Chapter 2

813 97 5
                                    

Fang menggeram, mengusap kuat kelopak mata saat deringan ponsel menolak berhenti di sebelah tempat tidurnya. Tangan pucatnya meraih ponsel, sekilas melirik angka 8 yang tertera pada bagian sudut atas ponsel sebelum jempolnya mengusap layar untuk menerima panggilan.

"Shielda, ini hari Minggu." Ucapnya dengan serak.

"Fanggg! Sudah 30 menit aku berdiri di depan pintu mu!" Dari seberang rengekan Shielda membalas. "Cepat buka pintunya, aku pikir kau sudah mati."

Fang mendengus geli sebelum akhirnya menyeret kaki ke pintu depan untuk menyambut ocehan Shielda. "Tidak ada tamu yang diharapkan datang di hari Minggu." Balasnya setengah mengantuk saat Shielda terus-terusan mengoceh.

"Berhenti bermalas-malasan dan temani aku belanja sekarang! Kau juga butuh stok makanan- ewh lihat ini, sudah berapa lama bawang ini di sini!?"

Kurang dari 15 menit Shielda berhasil menyeret Fang turun ke bawah. Mengenakan Hoodie seadanya, Fang menemani si rambut coklat ke supermarket.

"Paling juga kau mau beli mie instan kan?" Ucap Fang, sesekali menguap lebar.

"Enak saja!"

"Hmm.. Pasta instan berarti."

Pipi Shielda membulat merah. "Terus Fang. Terusss! Terus ejek aku dan skill memasak ku." Ucapnya dengan nada marah yang dibuat-buat. "Jangan sombong dengan keahlianmu ya."

"Khe, baik nyonya." Ejek Fang sekali lagi sambil mengacak pelan rambut coklat Shielda.

Shielda kerabat terdekatnya di kota ini, meski ia sepupu dari keluarga ibu sambungnya tapi perempuan itu sudah seperti adiknya sendiri.
Ia perempuan yang terlihat luar biasa anggun di mata orang lain, tapi tidak untuk Fang. Baginya Shielda akan selalu jadi adik sepupu ceroboh dan agak terlalu lugu.

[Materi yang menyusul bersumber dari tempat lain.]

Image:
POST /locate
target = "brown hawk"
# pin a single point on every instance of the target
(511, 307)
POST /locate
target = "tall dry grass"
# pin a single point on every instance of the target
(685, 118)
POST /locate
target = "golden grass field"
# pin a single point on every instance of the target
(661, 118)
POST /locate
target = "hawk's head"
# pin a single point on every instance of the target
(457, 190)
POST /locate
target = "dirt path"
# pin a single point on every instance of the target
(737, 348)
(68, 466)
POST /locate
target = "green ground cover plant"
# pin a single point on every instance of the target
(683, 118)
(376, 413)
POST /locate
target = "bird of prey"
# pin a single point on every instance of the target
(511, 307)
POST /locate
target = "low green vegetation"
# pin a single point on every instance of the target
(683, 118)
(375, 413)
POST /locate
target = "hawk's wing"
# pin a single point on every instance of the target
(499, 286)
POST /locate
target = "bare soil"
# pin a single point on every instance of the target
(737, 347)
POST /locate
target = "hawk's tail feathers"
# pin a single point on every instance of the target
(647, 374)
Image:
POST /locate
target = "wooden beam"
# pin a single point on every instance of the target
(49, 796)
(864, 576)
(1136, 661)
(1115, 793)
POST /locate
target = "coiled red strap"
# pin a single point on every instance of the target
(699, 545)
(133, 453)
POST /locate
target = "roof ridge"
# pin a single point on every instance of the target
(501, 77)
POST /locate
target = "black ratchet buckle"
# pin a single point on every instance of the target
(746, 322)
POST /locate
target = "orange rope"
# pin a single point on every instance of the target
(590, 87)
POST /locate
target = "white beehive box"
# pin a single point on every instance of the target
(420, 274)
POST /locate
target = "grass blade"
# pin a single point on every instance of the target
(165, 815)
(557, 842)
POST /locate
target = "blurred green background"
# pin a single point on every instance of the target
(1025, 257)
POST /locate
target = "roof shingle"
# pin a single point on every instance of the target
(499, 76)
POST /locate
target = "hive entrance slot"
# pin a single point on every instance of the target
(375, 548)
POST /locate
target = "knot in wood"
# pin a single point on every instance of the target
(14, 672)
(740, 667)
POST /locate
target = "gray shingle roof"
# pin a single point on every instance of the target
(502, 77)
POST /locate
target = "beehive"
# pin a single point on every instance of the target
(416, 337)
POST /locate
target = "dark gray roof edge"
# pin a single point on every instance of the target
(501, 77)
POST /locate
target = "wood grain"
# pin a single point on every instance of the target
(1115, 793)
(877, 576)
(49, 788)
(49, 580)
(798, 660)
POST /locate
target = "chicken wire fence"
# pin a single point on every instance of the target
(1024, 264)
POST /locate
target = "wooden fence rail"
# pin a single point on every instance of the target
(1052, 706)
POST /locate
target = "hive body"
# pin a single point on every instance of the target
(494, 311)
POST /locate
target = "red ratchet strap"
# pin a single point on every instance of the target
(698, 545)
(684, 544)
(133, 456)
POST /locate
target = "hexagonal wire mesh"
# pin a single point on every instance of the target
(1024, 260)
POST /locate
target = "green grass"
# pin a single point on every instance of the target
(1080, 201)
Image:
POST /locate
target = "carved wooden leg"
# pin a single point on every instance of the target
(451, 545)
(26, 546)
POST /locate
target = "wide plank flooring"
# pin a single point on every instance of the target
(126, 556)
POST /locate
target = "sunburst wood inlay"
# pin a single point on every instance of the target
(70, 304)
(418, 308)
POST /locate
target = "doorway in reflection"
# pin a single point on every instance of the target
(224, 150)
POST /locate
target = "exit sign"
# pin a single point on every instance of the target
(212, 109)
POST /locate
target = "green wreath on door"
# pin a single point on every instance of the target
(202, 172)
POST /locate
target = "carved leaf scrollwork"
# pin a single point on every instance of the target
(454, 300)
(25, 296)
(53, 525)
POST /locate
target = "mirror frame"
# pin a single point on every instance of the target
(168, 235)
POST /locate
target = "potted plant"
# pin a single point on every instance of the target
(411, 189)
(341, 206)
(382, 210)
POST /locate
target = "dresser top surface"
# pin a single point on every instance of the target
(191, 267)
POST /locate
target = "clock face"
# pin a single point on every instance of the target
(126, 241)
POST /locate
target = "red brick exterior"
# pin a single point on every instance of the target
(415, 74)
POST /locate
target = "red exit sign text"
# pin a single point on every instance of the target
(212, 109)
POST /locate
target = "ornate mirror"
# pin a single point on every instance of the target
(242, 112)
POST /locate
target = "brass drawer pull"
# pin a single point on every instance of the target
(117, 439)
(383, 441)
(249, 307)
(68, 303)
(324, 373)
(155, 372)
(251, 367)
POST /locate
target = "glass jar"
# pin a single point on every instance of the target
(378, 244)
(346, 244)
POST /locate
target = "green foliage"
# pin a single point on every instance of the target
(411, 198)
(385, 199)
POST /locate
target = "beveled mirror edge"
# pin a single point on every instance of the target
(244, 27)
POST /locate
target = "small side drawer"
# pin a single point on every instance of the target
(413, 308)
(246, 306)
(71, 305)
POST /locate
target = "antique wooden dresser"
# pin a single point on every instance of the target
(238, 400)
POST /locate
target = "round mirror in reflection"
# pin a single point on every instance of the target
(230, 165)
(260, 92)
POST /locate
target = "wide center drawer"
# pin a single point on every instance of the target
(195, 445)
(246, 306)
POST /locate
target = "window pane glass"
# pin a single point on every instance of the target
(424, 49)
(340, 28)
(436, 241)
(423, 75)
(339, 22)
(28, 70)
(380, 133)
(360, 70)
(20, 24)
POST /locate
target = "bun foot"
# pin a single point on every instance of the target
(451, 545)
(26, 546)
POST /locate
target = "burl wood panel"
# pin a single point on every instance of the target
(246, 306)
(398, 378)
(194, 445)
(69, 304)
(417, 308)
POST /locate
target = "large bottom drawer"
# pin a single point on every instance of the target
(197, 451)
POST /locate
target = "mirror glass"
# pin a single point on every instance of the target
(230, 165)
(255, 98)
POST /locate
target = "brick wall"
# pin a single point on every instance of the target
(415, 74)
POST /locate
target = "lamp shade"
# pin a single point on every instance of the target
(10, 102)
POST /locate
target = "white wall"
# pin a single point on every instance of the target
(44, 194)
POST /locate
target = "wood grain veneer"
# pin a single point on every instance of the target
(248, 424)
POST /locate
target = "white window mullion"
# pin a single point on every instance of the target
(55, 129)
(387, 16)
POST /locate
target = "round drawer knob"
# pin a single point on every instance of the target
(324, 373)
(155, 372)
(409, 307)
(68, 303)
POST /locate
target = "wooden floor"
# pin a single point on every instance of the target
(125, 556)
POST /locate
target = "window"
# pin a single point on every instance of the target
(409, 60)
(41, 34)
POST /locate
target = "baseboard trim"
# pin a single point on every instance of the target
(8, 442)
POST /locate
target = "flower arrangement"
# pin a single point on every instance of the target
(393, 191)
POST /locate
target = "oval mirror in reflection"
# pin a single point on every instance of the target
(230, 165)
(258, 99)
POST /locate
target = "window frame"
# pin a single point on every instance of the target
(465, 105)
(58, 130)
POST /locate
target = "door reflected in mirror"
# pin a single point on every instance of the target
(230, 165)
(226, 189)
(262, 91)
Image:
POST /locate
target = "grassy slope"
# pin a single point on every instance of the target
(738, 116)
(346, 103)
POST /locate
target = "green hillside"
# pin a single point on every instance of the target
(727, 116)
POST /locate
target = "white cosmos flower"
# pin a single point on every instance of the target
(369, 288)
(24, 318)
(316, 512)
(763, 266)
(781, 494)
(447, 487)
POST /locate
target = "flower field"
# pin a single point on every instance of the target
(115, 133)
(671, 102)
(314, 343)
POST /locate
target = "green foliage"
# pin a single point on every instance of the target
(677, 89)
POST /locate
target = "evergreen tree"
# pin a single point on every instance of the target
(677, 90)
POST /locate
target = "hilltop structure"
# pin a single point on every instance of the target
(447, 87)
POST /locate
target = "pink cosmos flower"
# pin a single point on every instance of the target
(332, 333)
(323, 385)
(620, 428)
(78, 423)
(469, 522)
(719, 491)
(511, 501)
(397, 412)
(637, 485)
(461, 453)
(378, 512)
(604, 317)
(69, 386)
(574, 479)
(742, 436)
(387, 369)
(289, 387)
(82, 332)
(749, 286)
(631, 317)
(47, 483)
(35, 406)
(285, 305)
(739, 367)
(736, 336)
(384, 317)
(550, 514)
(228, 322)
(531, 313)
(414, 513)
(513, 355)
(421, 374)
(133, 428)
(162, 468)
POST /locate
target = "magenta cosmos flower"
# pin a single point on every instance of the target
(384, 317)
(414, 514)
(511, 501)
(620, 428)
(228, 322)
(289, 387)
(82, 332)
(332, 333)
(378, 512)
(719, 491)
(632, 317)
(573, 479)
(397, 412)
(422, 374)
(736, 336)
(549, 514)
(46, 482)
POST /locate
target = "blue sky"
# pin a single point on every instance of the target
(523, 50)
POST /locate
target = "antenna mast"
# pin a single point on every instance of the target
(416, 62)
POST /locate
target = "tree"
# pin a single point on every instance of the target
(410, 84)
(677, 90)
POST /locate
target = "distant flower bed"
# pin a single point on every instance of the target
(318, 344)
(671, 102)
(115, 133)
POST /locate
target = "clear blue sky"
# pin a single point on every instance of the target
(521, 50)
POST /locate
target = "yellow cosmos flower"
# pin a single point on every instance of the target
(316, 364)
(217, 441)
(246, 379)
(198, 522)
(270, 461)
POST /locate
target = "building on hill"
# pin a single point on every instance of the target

Mereka tinggal di satu gedung yang sama, Shielda di lantai 8 dan Fang lantai 11. Hidup sendirian dan sama-sama jauh dari rumah. Kadang mereka akan makan malam bersama, kadang juga pergi ke kampus beriringan.

Fang selalu khawatir Shielda akan merasa kesepian saat ia memutuskan untuk kuliah disini, tapi melihat kondisinya sekarang ia rasa adik sepupunya yang satu itu bisa menyesuaikan diri dengan baik. Melihat ia tetap riang meski jauh dari kampung halaman mereka, sudah cukup membuat Fang lega.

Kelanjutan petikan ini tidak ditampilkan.